Horwitz began her story by saying:

“African American and other civil rights leaders infuriated over the stalled confirmation vote on Loretta E. Lynch, the first black woman to be nominated for attorney general, are casting the delay as an issue with racial overtones.”

There was not a single reference in her story to the role of race in the Meese nomination. As the New York Times noted of Meese’s nomination at the time “Congress's 21 black members were quick to declare their opposition to him.” The NAACP followed, as Hayward noted. Which is to say, both the Congressional Black Caucus and the NAACP played the race card with Meese on the spot, before the nominee ever got close to a Senate confirmation hearing. Neither the Black Caucus nor the civil rights activists of the day had the slightest hesitation in demanding that Meese be defeated outright - and they used the race card to pressure senators of the day to string his nomination out as long as they could do it, hoping to avoid a final confirmation vote.

One would think that both Roll Call and The Washington Post -- not to mention Senator McCaskill -- would know this. Alas, apparently they weren’t interested in either finding out the facts or simply thought it better to ignore the facts.

What really went on with the Lynch nomination was nothing but the latest in media double standards when it comes to attorney general nominations and serving attorneys general. Meese served in 1980 as a campaign adviser for then-candidate Reagan.
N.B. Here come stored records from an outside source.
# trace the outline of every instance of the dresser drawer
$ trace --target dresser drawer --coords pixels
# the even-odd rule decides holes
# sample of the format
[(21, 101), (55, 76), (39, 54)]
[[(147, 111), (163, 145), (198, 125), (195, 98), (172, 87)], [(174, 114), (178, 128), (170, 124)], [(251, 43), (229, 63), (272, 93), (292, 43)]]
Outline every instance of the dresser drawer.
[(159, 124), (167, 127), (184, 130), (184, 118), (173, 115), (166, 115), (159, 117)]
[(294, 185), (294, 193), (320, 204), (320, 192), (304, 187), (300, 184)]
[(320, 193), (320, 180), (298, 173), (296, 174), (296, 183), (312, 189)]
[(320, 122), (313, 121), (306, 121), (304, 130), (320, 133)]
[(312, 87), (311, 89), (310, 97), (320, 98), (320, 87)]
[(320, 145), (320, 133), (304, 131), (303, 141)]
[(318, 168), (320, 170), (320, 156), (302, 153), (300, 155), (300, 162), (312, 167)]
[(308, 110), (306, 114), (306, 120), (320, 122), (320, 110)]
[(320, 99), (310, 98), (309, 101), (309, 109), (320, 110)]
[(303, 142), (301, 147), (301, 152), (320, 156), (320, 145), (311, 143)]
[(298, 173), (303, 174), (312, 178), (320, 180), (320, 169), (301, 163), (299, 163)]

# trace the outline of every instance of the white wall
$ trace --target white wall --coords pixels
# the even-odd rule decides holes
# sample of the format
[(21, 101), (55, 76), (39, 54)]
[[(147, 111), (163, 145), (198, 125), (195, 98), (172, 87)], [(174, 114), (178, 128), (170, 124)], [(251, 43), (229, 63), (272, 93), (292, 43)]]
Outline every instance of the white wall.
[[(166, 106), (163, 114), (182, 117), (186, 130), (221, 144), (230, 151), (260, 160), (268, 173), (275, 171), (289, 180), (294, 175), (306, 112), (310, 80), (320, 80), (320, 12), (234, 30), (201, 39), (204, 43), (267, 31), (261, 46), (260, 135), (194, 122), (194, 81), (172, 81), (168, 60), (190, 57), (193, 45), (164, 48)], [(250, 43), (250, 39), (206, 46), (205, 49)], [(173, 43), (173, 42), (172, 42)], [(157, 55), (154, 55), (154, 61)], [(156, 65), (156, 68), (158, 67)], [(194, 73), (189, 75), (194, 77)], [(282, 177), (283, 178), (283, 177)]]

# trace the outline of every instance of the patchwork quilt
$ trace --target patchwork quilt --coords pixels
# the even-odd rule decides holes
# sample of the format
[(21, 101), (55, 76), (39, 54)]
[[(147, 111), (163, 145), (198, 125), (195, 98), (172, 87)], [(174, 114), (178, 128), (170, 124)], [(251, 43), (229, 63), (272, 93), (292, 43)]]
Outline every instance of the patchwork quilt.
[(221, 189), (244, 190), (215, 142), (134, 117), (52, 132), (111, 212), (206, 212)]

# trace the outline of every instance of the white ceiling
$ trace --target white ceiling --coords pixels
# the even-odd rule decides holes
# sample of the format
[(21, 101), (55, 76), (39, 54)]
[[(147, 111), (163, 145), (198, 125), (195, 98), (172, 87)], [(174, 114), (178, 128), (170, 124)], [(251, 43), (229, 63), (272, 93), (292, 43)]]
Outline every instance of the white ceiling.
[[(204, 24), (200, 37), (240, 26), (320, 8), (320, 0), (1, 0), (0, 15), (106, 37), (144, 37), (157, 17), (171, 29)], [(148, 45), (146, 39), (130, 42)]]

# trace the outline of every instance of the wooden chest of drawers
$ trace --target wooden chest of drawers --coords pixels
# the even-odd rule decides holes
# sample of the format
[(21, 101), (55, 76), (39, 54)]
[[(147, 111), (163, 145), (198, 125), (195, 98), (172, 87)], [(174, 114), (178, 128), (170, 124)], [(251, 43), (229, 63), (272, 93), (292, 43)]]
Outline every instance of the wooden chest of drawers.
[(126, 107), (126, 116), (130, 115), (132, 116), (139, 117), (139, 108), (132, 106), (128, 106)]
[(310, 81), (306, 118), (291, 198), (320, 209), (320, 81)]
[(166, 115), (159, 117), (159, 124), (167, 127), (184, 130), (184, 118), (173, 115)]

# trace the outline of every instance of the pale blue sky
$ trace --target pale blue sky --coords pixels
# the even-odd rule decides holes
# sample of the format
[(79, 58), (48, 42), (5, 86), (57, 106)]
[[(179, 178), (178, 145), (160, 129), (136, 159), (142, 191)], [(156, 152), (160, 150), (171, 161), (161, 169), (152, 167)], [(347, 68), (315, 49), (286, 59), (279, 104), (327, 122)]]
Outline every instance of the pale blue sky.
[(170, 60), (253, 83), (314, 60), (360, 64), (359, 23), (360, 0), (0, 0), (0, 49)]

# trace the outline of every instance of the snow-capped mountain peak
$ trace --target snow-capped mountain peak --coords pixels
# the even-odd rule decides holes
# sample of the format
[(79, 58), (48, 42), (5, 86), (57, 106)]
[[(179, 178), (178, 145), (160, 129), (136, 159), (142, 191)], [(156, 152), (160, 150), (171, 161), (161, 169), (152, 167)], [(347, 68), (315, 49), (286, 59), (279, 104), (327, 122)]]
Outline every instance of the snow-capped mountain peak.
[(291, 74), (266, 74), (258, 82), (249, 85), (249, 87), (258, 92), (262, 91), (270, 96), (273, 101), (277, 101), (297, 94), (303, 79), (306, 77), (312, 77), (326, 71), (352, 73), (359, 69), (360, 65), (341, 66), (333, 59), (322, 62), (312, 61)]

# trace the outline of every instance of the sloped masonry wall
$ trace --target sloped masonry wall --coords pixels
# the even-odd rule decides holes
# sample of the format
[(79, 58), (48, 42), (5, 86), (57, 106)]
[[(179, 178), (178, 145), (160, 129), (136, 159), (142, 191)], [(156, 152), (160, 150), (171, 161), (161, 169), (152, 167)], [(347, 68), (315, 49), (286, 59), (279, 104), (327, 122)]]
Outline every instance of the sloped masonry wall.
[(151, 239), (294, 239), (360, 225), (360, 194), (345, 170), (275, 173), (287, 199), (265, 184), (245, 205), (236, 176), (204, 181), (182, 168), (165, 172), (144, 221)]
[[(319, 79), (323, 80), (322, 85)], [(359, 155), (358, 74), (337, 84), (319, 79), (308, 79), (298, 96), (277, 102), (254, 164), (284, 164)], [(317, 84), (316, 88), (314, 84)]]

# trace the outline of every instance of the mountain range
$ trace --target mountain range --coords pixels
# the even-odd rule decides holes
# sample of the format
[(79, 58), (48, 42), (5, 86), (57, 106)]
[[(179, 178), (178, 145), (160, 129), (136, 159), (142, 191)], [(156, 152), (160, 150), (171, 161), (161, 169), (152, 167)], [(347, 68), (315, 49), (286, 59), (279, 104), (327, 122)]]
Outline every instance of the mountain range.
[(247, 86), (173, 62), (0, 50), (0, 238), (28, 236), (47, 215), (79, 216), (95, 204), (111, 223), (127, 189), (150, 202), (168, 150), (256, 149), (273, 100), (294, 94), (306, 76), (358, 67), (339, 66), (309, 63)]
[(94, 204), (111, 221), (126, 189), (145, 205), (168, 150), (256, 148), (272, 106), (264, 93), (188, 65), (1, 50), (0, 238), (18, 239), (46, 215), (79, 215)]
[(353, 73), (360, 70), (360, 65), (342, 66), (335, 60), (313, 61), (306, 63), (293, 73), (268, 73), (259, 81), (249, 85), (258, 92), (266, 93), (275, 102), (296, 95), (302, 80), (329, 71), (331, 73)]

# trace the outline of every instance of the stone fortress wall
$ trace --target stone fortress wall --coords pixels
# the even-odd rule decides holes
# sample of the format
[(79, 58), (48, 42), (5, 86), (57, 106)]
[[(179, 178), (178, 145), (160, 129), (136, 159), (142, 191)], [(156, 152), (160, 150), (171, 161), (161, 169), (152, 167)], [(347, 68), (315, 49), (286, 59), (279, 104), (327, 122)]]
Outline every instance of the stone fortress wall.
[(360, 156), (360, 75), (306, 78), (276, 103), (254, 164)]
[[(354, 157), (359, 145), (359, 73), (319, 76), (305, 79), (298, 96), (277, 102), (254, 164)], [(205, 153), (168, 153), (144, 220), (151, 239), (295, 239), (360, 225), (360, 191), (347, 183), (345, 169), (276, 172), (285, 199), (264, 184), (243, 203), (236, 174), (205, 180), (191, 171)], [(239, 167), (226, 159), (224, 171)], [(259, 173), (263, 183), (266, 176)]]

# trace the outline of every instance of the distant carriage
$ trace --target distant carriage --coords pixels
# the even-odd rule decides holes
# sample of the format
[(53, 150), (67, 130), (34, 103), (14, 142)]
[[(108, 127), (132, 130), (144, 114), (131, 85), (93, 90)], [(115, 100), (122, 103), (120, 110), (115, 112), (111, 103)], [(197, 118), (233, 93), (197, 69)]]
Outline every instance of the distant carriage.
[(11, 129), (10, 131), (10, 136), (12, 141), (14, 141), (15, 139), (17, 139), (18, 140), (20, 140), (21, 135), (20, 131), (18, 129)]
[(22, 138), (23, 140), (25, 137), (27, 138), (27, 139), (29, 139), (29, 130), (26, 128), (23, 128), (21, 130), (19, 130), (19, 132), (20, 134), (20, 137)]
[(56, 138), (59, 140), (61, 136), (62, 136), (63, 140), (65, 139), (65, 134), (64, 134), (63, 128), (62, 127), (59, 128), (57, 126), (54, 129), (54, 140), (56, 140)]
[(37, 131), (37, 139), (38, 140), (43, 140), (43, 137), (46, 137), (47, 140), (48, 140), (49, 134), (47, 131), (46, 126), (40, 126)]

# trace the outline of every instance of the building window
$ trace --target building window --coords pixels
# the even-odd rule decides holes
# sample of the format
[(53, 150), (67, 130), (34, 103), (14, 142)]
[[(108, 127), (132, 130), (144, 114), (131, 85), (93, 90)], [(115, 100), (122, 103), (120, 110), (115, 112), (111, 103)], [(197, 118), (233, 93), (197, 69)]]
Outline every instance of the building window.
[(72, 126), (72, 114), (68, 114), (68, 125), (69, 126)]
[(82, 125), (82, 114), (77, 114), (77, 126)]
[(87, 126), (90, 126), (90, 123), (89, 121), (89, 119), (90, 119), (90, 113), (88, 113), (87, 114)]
The Times also reported when Meese was nominated that then-Senator Biden was concerned that Meese’s campaign role had made him “too political a figure” to be attorney general. Meese, the Times made a point of saying in quoting Biden, was a “controversial political operative.” This said, mind you, from a senator who made much of the fact that Robert F. Kennedy -- JFK’s 1960 campaign manager-turned-attorney general -- was one of his heroes.

(Indeed, three years after Meese’s nomination, Biden would be forced to withdraw from his own presidential campaign after it was revealed he was such an RFK fan he had plagiarized a speech from Bobby Kennedy. To think Biden had no idea RFK was every bit the “political operative” as Meese is laughable.)

Roll Call also made a point of McCaskill expressing her disbelief that a nominee could be criticized or blocked for agreeing on the issues with the president who nominated that nominee. This “defies common sense” said McCaskill. Yet once again, that was exactly what Senate Democrats were using as a reason to block Meese. Meese was not only a conservative, he had the audacity to not only agree with Reagan, as a White House aide to Reagan Meese had been, according to the New York Times, “shaping Administration policies.”  That was more than reason enough for Senate Democrats of the day to oppose Meese right there - and oppose him they did.

This view wasn’t limited to Ed Meese, either. In a March, 2007 interview on CBS’s Face the Nation, New York Senator Chuck Schumer  made a point of saying about then-Bush Attorney General Alberto Gonzales that, in the words of the Times, Gonzales “had shown more interest in carrying out President Bush’s agenda than in upholding the law and protecting the rights of citizens.” 

What did Schumer want as the price of Gonzales agreeing with the president whom he served? Yes indeed, Schumer wanted Gonzales to resign. And it it didn’t matter that Gonzales - a Mexican American - was the first Latino to serve as attorney general, either. Was that racism? By the left’s own standards with Lynch apparently so. Take note again of that Schumer criticism: Bush nominee Gonzales “had shown more interest in carrying out President Bush’s agenda than in upholding the law and protecting the rights of citizens.” That was precisely the criticism of Senate conservatives about Loretta Lynch and President Obama.

So what to make of all this nonsense?

The Loretta Lynch nomination battle - and to call it a “battle” is to seriously overstate - was presented to readers of Roll Call as Something New And Really All About Race. In reality? What happened to Loretta Lynch wasn’t new. Ed Meese, white guy, had been there and done that years ago in a battle that really was a battle.

Even if Roll Call wants to pretend it never happened.